Technique of the Week: Stewing

On a cold, damp day, few things are more pleasing than a rich and steaming bowl of stew. But, what exactly is “stew”? Stew is not only the name of a dish, but it is also its cooking method.

Stewing is the process of cooking ingredients slowly in a flavorful simmering liquid in a closed container which obviously requires a leak-proof vessel for cooking. Cooking by boiling has occurred for literally tens of thousands of years. In fact, primitive tribes are thought to have used conch or turtle shells to boil water. The development of pottery some 10,000 years ago was the impetus for the development of several dishes named for the container used to prepare them including (but not limited to) tagines, casseroles, and stews. The technique was refined over the years with references to more modern stews found throughout recorded history, from the lentil stew in the Biblical story of Cain and Abel to Hungarian Goulash with paprika in the 1700’s and Lord Byron’s reference to Irish Stew in “The Devil’s Drive” in 1814.

Types of stews exist all over the world which are referred to by a variety of names: French Cassoulet, Italian Cioppino, Beef Bourguignon, Pot au Feu, Kentucky’s burgoo, Louisiana’s gumbo, and even Chili con Carne. While stewing is easily confused with braising, there are a few distinctions between the two. In a stew, the meat is generally cut into smaller pieces rather than left whole and in a braise, the liquid might only come halfway up the sides of the meat whereas the meat is immersed in cooking liquid when stewed.

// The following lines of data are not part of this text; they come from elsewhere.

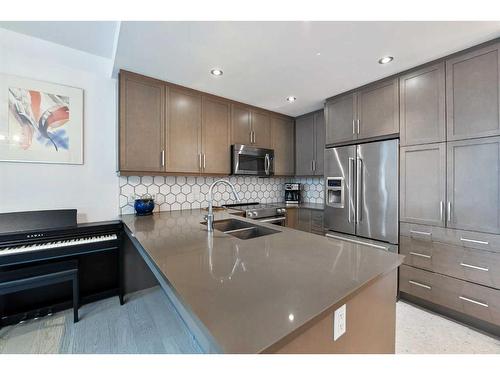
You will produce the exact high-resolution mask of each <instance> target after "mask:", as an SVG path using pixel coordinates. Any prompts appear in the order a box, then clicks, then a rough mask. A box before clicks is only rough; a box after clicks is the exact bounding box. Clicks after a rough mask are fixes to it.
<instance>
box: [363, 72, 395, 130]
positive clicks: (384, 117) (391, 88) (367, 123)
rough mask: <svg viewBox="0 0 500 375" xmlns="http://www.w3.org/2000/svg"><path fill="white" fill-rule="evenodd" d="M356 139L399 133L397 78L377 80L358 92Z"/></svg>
mask: <svg viewBox="0 0 500 375" xmlns="http://www.w3.org/2000/svg"><path fill="white" fill-rule="evenodd" d="M357 107H358V124H357V125H358V129H357V132H358V139H366V138H373V137H381V136H385V135H391V134H397V133H399V92H398V80H397V79H393V80H389V81H384V82H379V83H376V84H374V85H370V86H368V87H366V88H364V89H362V90H360V91H359V92H358V105H357Z"/></svg>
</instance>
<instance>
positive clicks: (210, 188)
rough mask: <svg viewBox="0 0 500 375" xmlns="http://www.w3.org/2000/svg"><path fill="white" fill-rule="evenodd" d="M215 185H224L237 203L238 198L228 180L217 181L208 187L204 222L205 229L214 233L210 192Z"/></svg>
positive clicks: (237, 194)
mask: <svg viewBox="0 0 500 375" xmlns="http://www.w3.org/2000/svg"><path fill="white" fill-rule="evenodd" d="M217 184H226V185H228V186H229V187H230V188H231V190H232V191H233V194H234V197H235V198H236V200H237V201H238V202H239V201H240V200H241V199H240V196H239V195H238V192H237V191H236V189H235V188H234V185H233V184H232V183H230V182H229V181H228V180H223V179H220V180H217V181H214V183H213V184H212V185H210V189H209V190H208V215H206V216H205V220H206V221H207V229H208V231H209V232H213V231H214V212H213V207H212V200H213V195H212V190H213V189H214V186H215V185H217Z"/></svg>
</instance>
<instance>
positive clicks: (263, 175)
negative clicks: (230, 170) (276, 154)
mask: <svg viewBox="0 0 500 375" xmlns="http://www.w3.org/2000/svg"><path fill="white" fill-rule="evenodd" d="M231 174H233V175H251V176H272V175H274V150H269V149H266V148H258V147H252V146H246V145H232V146H231Z"/></svg>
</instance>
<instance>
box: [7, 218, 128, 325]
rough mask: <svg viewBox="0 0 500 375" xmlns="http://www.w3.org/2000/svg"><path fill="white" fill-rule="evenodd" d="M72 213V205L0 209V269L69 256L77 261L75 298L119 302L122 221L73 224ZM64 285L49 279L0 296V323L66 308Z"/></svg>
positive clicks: (44, 263)
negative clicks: (23, 289) (12, 212)
mask: <svg viewBox="0 0 500 375" xmlns="http://www.w3.org/2000/svg"><path fill="white" fill-rule="evenodd" d="M76 217H77V216H76V210H49V211H34V212H19V213H6V214H0V275H1V274H2V272H10V271H13V270H19V269H22V268H24V267H37V265H40V266H44V265H47V264H50V263H51V262H54V263H55V262H60V261H66V260H73V261H76V262H77V264H78V278H79V281H80V282H79V285H80V287H79V288H80V297H81V299H80V304H85V303H88V302H92V301H95V300H98V299H102V298H107V297H110V296H115V295H118V296H119V297H120V302H122V303H123V276H122V268H123V267H122V263H123V260H122V255H121V247H122V245H121V242H122V229H123V224H122V223H121V221H119V220H115V221H107V222H96V223H84V224H78V223H77V221H76ZM68 288H69V284H68V285H55V286H51V287H50V288H45V289H43V288H42V289H39V290H34V291H32V292H31V291H25V292H20V293H18V294H17V295H2V296H0V326H3V325H7V324H15V323H16V322H18V321H19V320H26V319H30V318H31V317H34V316H38V315H40V311H42V310H43V309H45V310H44V311H52V312H55V311H57V310H61V309H62V308H68V307H69V306H70V303H71V299H70V297H71V293H70V292H71V291H70V290H69V289H68ZM61 301H63V302H62V303H61ZM64 301H66V302H67V303H66V302H64ZM47 309H48V310H47Z"/></svg>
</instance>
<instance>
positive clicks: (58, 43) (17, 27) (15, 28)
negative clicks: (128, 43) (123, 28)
mask: <svg viewBox="0 0 500 375" xmlns="http://www.w3.org/2000/svg"><path fill="white" fill-rule="evenodd" d="M118 25H119V22H117V21H78V22H77V21H0V27H2V28H4V29H9V30H11V31H15V32H18V33H21V34H26V35H29V36H34V37H35V38H40V39H44V40H48V41H50V42H54V43H57V44H61V45H63V46H66V47H70V48H74V49H78V50H80V51H84V52H88V53H91V54H93V55H97V56H101V57H106V58H112V57H113V53H114V44H115V34H116V32H117V31H118Z"/></svg>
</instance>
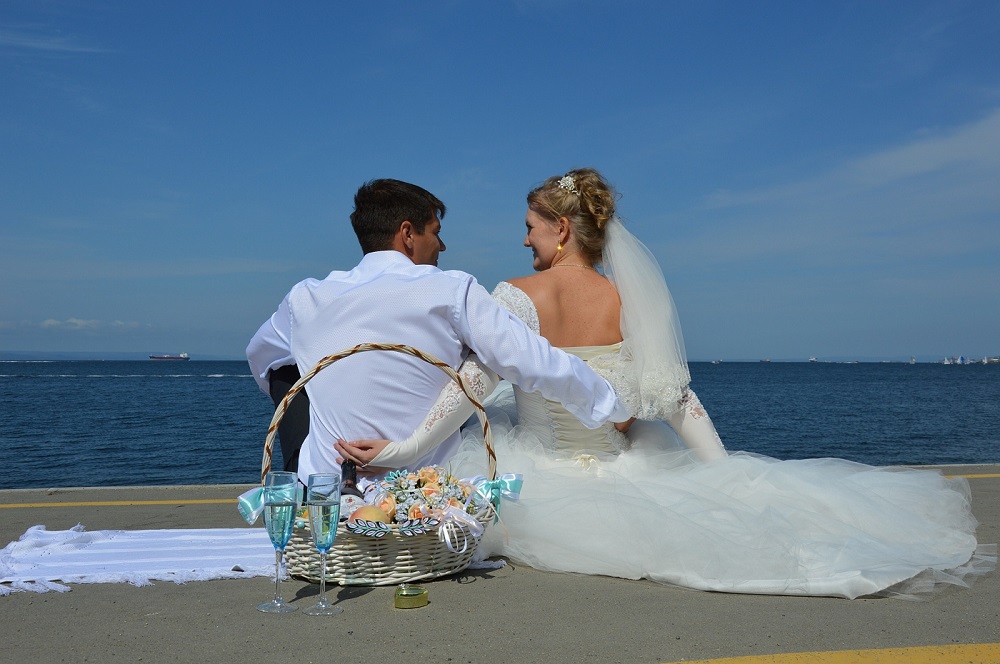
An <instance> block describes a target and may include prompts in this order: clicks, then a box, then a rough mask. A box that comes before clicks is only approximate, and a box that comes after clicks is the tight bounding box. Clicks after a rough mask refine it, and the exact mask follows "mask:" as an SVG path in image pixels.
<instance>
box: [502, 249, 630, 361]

The best cuts of meat for stewing are the toughest cuts. Prime stewing candidates include shank, brisket, chuck, oxtail and beef round. Stewing meats are not limited to beef, though. Irish stew shines because of lamb or mutton, dark meat chicken is the base for Coq au Vin, fleshy fish stars in Caldeirada de Peixe and French Ratatouille is just stewed vegetables.

The general method of preparing a stew is to sear meat on all sides in a little oil in a Dutch oven (or whatever pan you’ll be stewing in) until deep brown and then setting the meat aside. In the same pan, chopped mirepoix (onions, carrots and celery) or trinity (onions, celery and green pepper) are cooked until golden brown. Dried herbs and spices are added at this point. The pan is deglazed with liquid (stock, water, wine, beer, etc.) The meat is added back to the pan and liquid is added to cover the meat, and bring it to a simmer. Frequently, a starchy ingredient is added to thicken the stew before serving. Examples of these include potatoes, beans, corn, and rice, or in the case of gumbo and burgoo, fresh cut okra.

Tips and Tricks:
  • Make sure you cut your items to the same size to ensure even cooking. If you are cooking small pieces of meat as well as vegetables, make sure they will all cook at the same time, which may mean the vegetables are cut to a larger size than the meat.
  • Searing the meat and vegetables and deglazing the pan are recommended as it will provide more flavor. 
  • Use a heavy gauge stockpot or cast iron pan with a tight cover.
  • Cooking temperatures are very low with stewing, usually keeping the liquid at a simmer (about 180-200°F).
  • The best test for doneness is using a fork to pull the meat or vegetables apart, if it comes apart easily with little resistance, it’s done.
  • Use at least one acidic liquid when stewing. Tomatoes, vinegar or wine help break down connective tissue and tenderize tougher meats.
  • Season your liquid with salt at the end ONLY. The liquid will reduce and can lead to a very high concentration of salt at the end.